Last.fm data sets

author: Shuo Zhang 


 

Description

My goal in this project is to analyze user data (and other relevant data) pulled through the Last.fm API to improve our understanding/evaluation of the effectiveness of the current music recommendation algorithm, and to use that knowledge to build better recommendation product. Concretely, for example, can we predict whether a user will love an artist, given that s/he already loves another similar artist (similarity according to the Last.fm artist similarity algorithm), and by analyzing the relevant data of the user's listening history, tags, artists, albums, tracks, bio, etc.?

For this demo, I have extracted two pilot data sets from the Last.fm using its API. These include the list of 50 top artists for each user in 2000 users (this number can be much larger in the later stages of this project), and a list of the top 100 similar artists for each of the more than 25000 unique artists included in the first data set (with 2000*50=100,000 artists in total). The list of 2000 users are extracted using one seed user and a list of 50 of the user's friends, by traversing the user's friends trees resursively.

For each user, I have written an algorithm for computing a total-artist-similarity(TAS) score for its 50 top artists (data extracted using Last.fm API, most recent data) by looking into a dictionary built by myself, from the top 100 most similar artists to each of the 50 artist (data also extracted from Last.fm API, for the most recent data). Therefore, if a user has a high TAS score, this means that his/her top 50 artists have high similarity among them, and it in turn would imply that s/he has a rather narrow music taste, not very diverse. And vice versa. The plots created from these two data sets can be seen as a characterization of a users top artists (for about 1600 users). Given a typical user, how likely is it that s/he will favor artists with high or low similarity? how do we know this (infer his taste)? And how does the TAS score distribution look like for a sample of 1600 users? Does it imply the effectiveness of recommending music based on current method of computing artist similarity?
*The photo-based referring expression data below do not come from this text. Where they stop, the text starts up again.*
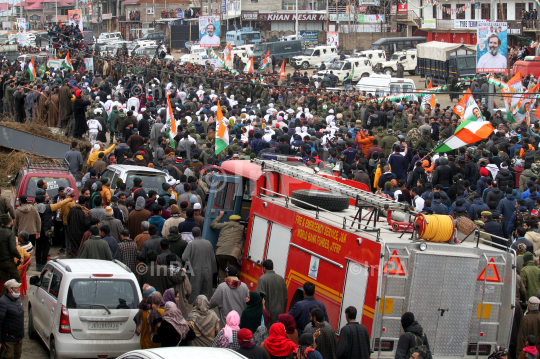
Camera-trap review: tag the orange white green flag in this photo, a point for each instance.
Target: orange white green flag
(222, 132)
(282, 70)
(468, 132)
(67, 63)
(31, 70)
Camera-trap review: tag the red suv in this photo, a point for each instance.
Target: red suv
(54, 171)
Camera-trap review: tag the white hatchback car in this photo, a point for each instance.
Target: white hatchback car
(184, 353)
(84, 308)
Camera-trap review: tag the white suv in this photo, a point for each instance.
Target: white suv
(84, 308)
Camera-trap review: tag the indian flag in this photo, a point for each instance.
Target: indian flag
(31, 70)
(222, 133)
(468, 132)
(67, 63)
(350, 77)
(428, 99)
(249, 66)
(172, 131)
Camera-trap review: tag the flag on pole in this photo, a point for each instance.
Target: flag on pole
(170, 128)
(31, 70)
(523, 107)
(428, 98)
(467, 108)
(249, 66)
(282, 70)
(67, 63)
(468, 132)
(350, 77)
(42, 68)
(222, 133)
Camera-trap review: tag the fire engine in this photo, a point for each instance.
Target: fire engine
(460, 288)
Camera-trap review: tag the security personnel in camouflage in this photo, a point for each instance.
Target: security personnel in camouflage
(387, 142)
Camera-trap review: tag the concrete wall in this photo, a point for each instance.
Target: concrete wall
(350, 42)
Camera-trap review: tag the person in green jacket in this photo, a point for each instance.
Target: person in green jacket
(529, 274)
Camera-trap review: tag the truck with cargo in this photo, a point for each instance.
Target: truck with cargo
(440, 60)
(460, 287)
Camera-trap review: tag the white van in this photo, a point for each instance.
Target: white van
(108, 37)
(375, 56)
(384, 85)
(84, 308)
(362, 68)
(313, 55)
(407, 58)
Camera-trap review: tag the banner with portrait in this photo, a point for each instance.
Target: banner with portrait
(209, 31)
(75, 18)
(491, 47)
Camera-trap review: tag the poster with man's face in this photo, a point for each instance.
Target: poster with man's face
(491, 47)
(209, 31)
(75, 18)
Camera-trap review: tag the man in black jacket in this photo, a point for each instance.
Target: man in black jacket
(412, 337)
(353, 338)
(12, 319)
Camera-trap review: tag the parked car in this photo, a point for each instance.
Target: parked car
(152, 178)
(184, 353)
(54, 171)
(108, 37)
(326, 62)
(73, 306)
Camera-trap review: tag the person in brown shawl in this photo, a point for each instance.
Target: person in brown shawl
(66, 105)
(78, 221)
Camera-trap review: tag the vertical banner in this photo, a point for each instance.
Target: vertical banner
(209, 31)
(332, 38)
(21, 31)
(75, 18)
(491, 47)
(89, 64)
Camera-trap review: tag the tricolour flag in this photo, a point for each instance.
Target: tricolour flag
(264, 63)
(67, 63)
(350, 77)
(222, 133)
(249, 66)
(282, 70)
(523, 108)
(170, 124)
(428, 98)
(31, 70)
(468, 132)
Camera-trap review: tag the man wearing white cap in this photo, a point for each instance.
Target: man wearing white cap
(12, 319)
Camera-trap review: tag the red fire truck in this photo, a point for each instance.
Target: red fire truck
(462, 294)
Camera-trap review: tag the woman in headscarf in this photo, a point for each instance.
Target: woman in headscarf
(148, 317)
(174, 330)
(205, 322)
(306, 348)
(290, 326)
(170, 295)
(252, 316)
(227, 337)
(277, 345)
(247, 347)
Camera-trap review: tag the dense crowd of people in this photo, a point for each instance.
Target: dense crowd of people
(385, 145)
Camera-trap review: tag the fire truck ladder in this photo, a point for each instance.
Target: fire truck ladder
(356, 194)
(396, 316)
(483, 324)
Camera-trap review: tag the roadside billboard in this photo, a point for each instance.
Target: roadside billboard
(209, 31)
(491, 47)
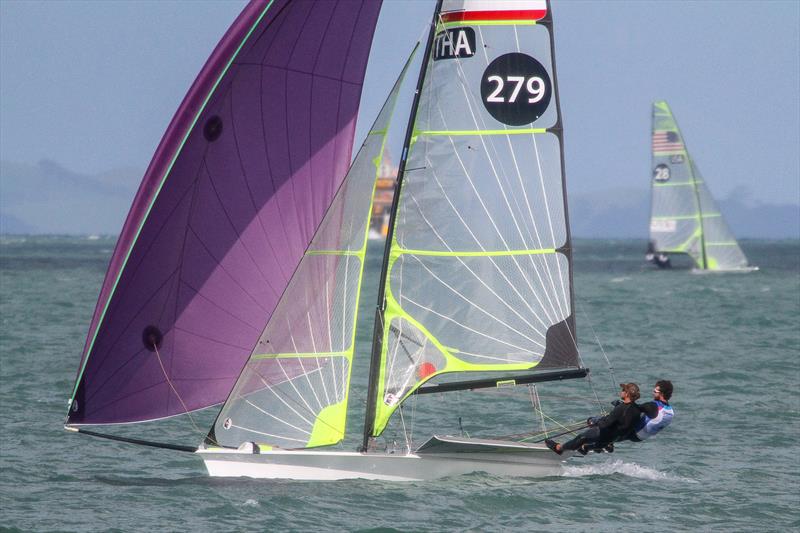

Note: the total similarity score or TAS is an analytical measure / statistic I created here for this particular analysis. It is not a standard measure drawn from the field of Music Information Retrieval (MIR) or user recommendation.

 

Code / Data sets

The code used to extract the data sets from the Last.fm API, and the code used to generate the plots below are both located at https://github.com/zangsir/DSAPI. (along with the data set used for generating the plots below). Note that the initial user list is 1997 users, however, after preprocessing and clearning, I am only able to use about 1600 users in the analysis below. 

note: Due to the time constraints on carrying out this data collection, and the immense computational complexity involved in retrieving data in this task, I have not been able to extract data of larger size during this challenge, which will be carried out as the project progresses. (For instance, instead of retrieving data on the top 100 similar artists for each of the ~25000 unique artists in this data, I only retrieved the top 20 similar artists, after stopping retrieving top 100 similar artists at about 9000 artists out of 25000 due to its time complexity).  

 

 

Plots

histogram of artist similarity for 2000 users 

Figure 1: histogram of ~1600 users top 20 artists' similarity score from Last.fm, x-axis: similarity score, y-axis: counts. The top artists' similarity score for a user captures the similarity among the users' most listened artists. 

 

sorted artist similarity among 2000 users

Figure 2: sorted artist similarity score for 1600 users, x-axis: user index sorted, y-axis: similarity score. 

 

These plots characterizes the distribution and range of 1600 users' top artists similarity score. It shows that relatively few users have very narrow range of musical tastes (i.e, their top artists are very similar), while most users display a range of musical tastes. This is the initial clue that the data gives that could make us think of better way of doing music recommendation based on the current algorithm of computing artist similarity and beyond. Figure 2 puts this in a different perspective and shows this trend. It is yet to be analyzed with more measures and more data as this project progresses.